HarryPlotter repeats the elements of lists that are shorter than the longest list. In case, shorter lists contain only one element, that behaviour is trivial: this element gets duplicated until the number of elements corresponds the length of the longest list (see section Iteration over only one parameter). In case the shorter contains more than one element, the behaviour is still well defined: This full list gets duplicated until the number of elements corresponds the length of the longest list. Example: The shorter list contains two elements a
and b
and the longest list five elements. This results in an expansion of the shorter list to [a, b, a, b, a]
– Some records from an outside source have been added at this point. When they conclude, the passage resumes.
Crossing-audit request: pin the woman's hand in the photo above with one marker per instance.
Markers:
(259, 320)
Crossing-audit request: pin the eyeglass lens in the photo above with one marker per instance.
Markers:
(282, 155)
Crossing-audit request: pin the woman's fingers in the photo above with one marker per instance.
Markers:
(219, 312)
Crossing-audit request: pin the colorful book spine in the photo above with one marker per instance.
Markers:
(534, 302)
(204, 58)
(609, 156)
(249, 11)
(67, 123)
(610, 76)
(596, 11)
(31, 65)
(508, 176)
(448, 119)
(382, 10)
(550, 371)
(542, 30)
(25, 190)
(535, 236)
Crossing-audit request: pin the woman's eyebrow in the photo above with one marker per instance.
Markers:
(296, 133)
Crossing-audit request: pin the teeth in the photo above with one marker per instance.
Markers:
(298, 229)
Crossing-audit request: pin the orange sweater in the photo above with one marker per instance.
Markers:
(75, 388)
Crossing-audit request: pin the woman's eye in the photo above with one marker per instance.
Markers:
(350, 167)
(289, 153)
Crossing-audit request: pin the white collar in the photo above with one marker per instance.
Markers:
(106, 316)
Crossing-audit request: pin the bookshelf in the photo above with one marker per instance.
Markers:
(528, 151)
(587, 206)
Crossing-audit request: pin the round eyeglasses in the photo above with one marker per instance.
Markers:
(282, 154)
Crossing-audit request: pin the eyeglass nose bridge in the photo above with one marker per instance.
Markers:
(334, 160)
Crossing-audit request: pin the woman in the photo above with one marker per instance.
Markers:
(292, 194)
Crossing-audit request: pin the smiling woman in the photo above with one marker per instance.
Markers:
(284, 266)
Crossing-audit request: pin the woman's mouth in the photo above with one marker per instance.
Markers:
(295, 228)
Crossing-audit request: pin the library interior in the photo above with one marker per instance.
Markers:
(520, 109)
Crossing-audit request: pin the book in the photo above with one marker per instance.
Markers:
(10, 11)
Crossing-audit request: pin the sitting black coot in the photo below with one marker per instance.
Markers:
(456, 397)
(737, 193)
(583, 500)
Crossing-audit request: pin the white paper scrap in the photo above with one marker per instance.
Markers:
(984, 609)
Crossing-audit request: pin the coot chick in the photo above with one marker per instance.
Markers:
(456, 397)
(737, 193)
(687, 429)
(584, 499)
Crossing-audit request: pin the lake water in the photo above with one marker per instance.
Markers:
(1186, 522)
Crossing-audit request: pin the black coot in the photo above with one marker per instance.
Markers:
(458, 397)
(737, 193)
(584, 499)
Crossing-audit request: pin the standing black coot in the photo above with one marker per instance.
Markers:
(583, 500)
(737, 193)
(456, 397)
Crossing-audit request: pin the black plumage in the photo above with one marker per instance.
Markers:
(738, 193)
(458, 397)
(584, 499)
. These elements get then matched with the ones of the longest list in the same ordering. In most cases, when a parameter is configured with more than one but less than the number of elements of the longest list, the resulting behaviour is not intended by the user and HarryPlotter assumes a misconfiguration. Therefore the warning is printed.
In the example above, the warning says that the paramters files
and others have a length of 3 (or could be trivially expanded) and the parameter folders
has only two values and therefore gets expanded.
The following example shows a misconfiguration
higgsplot.py -i gaussians3.root gaussians.root gaussians1000.root -f gaussians1 gaussians -x var0
Again, the same warning is given. Debug options --log-level debug
reveal
Item 2:
nicks -> None
x_expressions -> var0
y_expressions -> None
z_expressions -> None
x_bins -> None
y_bins -> None
z_bins -> None
scale_factors -> 1.0
files -> ['gaussians1000.root']
directories -> None
folders -> ['gaussians1']
weights -> 1.0
friend_trees -> None
tree_draw_options ->
that in the last item again the first configured folder
(gaussians1
) is matched to the iteration with files -> [gaussians1000.root]
. As this file does not contain a tree named gaussians1
, the configuration is wrong and an error is thrown later.
ERROR: Could not find ROOT object "gaussians1" in file "gaussians1000.root"! (roottools.py: line 71)
CRITICAL: Error getting ROOT object from file. Exiting. (inputroot.py: line 153)
In other cases, the run of HarryPlotter is still well defined and does fail. However, a possible misconfiguration might be more difficult to notice without this warning.